Um precedente inexistente pode ter número de processo verdadeiro. Foi o que aconteceu numa apelação julgada pelo Tribunal de Justiça de Minas Gerais (TJMG). A peça citou dois recursos especiais do Superior Tribunal de Justiça (STJ) e um recurso extraordinário do Supremo Tribunal Federal (STF). Os números existiam. O conteúdo, porém, não. O primeiro julgado, apresentado como precedente sobre confissão ficta em ação de família, tratava na origem de condenação criminal por roubo. O segundo, invocado para sustentar presunção de veracidade quanto a gastos de filhos menores, discutia penhora de bem de família. O terceiro, ligado a desvio de finalidade de pensão alimentícia, cuidava de legitimidade de sindicato para executar ação coletiva.
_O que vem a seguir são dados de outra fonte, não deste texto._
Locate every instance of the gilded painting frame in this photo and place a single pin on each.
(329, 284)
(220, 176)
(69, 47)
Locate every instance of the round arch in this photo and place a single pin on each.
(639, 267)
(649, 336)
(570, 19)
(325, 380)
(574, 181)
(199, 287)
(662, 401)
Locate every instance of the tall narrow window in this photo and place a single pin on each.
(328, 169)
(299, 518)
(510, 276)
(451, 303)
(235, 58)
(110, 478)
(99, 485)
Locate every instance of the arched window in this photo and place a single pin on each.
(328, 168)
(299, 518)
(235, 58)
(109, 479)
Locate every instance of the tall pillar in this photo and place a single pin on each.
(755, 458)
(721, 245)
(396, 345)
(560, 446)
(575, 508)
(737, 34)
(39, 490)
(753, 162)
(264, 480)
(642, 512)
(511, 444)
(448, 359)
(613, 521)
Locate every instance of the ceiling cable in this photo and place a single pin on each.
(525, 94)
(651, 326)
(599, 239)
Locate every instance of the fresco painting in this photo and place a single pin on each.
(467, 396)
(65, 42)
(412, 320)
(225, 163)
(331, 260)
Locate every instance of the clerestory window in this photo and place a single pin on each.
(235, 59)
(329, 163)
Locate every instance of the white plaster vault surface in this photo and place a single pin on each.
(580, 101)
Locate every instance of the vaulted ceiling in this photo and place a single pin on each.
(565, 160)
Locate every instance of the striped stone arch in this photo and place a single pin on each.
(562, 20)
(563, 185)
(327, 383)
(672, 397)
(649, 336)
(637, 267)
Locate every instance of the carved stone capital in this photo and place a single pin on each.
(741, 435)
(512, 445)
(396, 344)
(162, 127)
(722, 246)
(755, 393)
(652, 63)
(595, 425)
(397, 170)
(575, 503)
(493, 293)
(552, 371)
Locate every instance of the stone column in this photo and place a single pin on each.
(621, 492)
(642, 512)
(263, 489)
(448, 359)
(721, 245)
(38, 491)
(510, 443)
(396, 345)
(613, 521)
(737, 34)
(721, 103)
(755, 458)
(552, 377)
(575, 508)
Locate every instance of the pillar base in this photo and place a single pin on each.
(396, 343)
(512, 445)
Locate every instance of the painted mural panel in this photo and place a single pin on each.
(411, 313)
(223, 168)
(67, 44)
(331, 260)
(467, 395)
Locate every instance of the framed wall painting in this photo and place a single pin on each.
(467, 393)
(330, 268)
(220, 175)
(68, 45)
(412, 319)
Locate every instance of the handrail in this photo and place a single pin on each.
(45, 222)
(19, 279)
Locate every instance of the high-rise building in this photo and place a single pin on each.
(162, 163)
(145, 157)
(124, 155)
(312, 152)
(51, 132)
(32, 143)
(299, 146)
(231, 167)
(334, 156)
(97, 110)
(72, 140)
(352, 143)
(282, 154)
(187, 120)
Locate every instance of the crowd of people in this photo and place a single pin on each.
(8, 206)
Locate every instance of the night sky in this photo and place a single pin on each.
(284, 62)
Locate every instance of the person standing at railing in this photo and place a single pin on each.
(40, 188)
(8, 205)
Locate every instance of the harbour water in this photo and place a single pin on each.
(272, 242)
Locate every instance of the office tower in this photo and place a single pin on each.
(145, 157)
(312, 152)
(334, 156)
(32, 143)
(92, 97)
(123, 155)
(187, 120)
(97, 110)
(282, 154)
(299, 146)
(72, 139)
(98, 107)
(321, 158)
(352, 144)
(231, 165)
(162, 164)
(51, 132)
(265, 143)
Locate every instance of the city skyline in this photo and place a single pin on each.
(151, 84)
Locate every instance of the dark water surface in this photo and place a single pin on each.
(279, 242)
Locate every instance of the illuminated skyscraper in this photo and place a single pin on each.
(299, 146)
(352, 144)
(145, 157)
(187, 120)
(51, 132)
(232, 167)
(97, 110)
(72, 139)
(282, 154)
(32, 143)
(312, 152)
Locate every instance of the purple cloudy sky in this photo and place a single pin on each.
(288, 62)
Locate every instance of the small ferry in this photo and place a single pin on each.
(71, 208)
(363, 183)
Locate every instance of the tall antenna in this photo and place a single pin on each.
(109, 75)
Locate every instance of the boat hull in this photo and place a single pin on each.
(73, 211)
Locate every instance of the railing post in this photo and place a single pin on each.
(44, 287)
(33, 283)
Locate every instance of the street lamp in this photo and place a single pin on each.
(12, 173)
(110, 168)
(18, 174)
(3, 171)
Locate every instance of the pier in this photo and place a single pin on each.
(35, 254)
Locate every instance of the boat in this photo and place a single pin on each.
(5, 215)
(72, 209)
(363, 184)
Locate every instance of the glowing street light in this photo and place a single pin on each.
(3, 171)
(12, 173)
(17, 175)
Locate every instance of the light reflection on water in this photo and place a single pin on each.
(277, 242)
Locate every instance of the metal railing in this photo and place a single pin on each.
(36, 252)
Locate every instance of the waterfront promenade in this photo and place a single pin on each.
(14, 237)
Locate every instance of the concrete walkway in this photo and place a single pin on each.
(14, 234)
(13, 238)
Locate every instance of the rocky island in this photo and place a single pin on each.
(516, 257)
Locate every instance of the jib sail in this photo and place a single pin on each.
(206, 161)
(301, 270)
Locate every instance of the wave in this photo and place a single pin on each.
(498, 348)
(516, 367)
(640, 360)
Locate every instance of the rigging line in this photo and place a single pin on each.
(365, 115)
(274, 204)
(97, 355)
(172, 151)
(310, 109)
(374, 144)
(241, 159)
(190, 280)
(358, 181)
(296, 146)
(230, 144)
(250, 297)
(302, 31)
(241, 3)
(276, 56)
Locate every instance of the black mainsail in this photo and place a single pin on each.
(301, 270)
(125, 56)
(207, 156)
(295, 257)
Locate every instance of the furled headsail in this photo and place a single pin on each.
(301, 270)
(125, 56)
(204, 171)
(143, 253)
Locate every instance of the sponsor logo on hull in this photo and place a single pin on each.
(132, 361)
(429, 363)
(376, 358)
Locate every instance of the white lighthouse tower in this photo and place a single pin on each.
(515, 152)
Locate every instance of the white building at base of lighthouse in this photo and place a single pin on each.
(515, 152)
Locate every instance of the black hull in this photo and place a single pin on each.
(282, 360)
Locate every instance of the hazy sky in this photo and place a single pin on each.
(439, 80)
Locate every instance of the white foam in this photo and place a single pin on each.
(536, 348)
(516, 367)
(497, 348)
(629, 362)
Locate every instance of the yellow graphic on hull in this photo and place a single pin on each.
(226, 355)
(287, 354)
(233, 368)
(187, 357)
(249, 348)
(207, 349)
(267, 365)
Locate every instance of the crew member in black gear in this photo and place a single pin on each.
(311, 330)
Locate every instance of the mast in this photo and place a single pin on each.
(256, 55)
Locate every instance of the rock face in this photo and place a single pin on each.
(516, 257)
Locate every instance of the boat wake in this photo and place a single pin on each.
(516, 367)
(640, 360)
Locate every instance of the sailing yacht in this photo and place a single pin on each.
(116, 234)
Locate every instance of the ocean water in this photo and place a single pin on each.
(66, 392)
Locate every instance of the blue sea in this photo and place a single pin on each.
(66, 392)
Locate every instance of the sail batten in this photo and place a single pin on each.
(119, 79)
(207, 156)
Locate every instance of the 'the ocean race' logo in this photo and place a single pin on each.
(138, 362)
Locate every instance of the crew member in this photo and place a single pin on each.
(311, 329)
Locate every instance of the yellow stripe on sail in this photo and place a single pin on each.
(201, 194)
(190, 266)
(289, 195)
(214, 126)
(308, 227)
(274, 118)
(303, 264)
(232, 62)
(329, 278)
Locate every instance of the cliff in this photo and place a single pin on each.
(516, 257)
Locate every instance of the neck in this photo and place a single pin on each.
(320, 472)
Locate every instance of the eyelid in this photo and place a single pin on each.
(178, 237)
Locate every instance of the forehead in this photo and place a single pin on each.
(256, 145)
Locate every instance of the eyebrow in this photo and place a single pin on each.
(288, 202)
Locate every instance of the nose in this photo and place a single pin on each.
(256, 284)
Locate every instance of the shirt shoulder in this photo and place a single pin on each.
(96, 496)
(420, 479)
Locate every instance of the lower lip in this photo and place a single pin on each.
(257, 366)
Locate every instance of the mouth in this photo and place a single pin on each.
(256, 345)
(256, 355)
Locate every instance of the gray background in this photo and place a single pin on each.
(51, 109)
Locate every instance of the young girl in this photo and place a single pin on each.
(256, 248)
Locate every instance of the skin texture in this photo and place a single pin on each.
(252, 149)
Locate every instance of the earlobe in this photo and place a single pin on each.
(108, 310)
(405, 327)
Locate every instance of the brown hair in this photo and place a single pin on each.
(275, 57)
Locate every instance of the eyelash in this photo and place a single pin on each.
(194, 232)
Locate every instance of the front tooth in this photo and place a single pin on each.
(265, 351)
Por isso, a 4ª Câmara Cível Especializada do TJMG condenou a parte por litigância de má-fé no processo n. 5002055-65.2023.8.13.0074. A multa ficou em 2% sobre o valor atualizado da causa. Além disso, o colegiado mandou notificar três civilistas cujas obras a peça citou com o sentido alterado. Também determinou o envio de cópia à Ordem dos Advogados do Brasil, Seção Minas Gerais (OAB/MG), e ao Ministério Público de Minas Gerais (MPMG). Relatou o caso o desembargador Roberto Apolinário de Castro.
O que decidiu a 4ª Câmara Cível Especializada
O caso nasceu de uma ação revisional de alimentos. O pai queria reduzir a pensão dos filhos e alegava queda na capacidade financeira. Os autos, porém, diziam o contrário. Ele havia comprado imóvel de R$ 1,46 milhão, com financiamento. Enquanto isso, outro imóvel de sua propriedade estava anunciado por R$ 1,8 milhão. Havia ainda veículo de luxo e participações em várias empresas. O pai também invocou o nascimento de um filho de nova união. Para o colegiado, no entanto, a formação de novo núcleo familiar não reduz automaticamente a pensão dos filhos anteriores. A câmara, portanto, manteve a sentença de improcedência.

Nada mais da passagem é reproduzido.